The bangka rocked as our boatman cut the engine somewhere northwest of Coron town, and the silence that followed was the particular silence of open water — a pressure in the ears, the creak of wood, the slap of small waves against the hull. Below us, twenty meters down, a Japanese supply ship called the Olympia Maru had been rusting since September 1944. I clipped my BCD, checked my gauge, and rolled backwards into the sea.

What Lies Below

The wrecks around Sangat Island are not the dramatic vertical plunges of deeper dive sites. Most of them rest in ten to thirty meters of water, tilted and soft-edged with eighty years of coral recruitment. The Olympia Maru in particular has become something between a ship and a reef — its cargo holds colonized by lionfish, its deck railings furred with sea fans in rust-orange and yellow. I swam through an open hatch into a hold and floated there, motionless, while a school of batfish moved past me in a slow spiral, indifferent and unhurried.
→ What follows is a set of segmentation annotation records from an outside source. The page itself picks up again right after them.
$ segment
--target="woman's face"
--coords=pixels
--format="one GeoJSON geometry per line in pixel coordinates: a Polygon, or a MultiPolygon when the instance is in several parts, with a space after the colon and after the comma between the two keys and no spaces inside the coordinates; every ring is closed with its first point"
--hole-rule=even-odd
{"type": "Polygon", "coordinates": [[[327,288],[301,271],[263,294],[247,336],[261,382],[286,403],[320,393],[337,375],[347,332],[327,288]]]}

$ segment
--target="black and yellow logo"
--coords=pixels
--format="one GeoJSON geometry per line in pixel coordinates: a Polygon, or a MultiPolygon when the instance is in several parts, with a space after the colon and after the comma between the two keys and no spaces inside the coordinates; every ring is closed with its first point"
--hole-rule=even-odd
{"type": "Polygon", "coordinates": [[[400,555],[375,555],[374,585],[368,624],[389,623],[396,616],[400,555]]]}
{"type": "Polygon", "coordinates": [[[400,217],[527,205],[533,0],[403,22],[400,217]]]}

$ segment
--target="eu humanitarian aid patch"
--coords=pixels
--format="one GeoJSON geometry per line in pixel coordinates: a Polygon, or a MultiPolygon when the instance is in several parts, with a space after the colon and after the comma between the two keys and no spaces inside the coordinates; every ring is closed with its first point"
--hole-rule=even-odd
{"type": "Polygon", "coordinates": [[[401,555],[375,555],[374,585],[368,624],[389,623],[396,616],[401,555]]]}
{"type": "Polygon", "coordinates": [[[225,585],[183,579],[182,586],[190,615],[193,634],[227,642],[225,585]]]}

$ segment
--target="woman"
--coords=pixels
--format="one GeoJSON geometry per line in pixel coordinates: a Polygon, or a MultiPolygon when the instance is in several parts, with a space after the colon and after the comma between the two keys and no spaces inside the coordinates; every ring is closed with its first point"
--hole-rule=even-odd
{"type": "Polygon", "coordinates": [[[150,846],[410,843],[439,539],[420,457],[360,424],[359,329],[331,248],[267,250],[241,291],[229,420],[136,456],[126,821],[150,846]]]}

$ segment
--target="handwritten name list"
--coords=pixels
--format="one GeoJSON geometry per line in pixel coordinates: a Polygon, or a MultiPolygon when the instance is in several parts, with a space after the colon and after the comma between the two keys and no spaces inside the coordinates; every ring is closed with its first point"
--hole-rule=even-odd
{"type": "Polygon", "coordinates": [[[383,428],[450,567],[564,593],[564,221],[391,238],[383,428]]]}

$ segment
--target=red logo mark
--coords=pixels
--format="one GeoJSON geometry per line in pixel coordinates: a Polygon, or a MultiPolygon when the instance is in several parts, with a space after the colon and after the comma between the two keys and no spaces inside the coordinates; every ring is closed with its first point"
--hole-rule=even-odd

What surprised me most was the intimacy of the place. I had expected something solemn, a site you’d observe from respectful distance. Instead the wreck folded around me. Lia found a ceramic bowl on the seafloor still intact, half-buried in silt, and we hovered above it without touching it, reading the thing the way you read an old letter you’ve found in a house you just moved into.

The Island Itself

Above the waterline, Sangat is a single resort island ringed by vertical limestone, the kind that looks painted rather than grown. The karst walls here turn gold around four in the afternoon, when the light drops low enough to catch the undercuts and the hanging ferns. After our second dive I sat on the dock eating grilled bangus — milkfish split and pressed flat over charcoal, served with pickled green mango — and watched a monitor lizard work its way along the beach in absolute confidence, as though the island had always belonged to it, which of course it had.

Getting Out Here

Most day-trip boats from Coron town reach Sangat in under an hour, stopping at the Skeleton Wreck or the Lusong Gunboat — barely six meters down, visible from the surface without a mask on a clear day — before working north. The surrounding waters are part of the Coron Island Protected Area, which limits the number of operators and keeps the visibility clean and the crowds thin compared to Coron Bay proper.

When to go: The dry season runs November through May, with March and April offering the clearest water and best underwater visibility. Avoid the southwest monsoon months of July and August, when swells make the bangka crossings rough and surface conditions murky.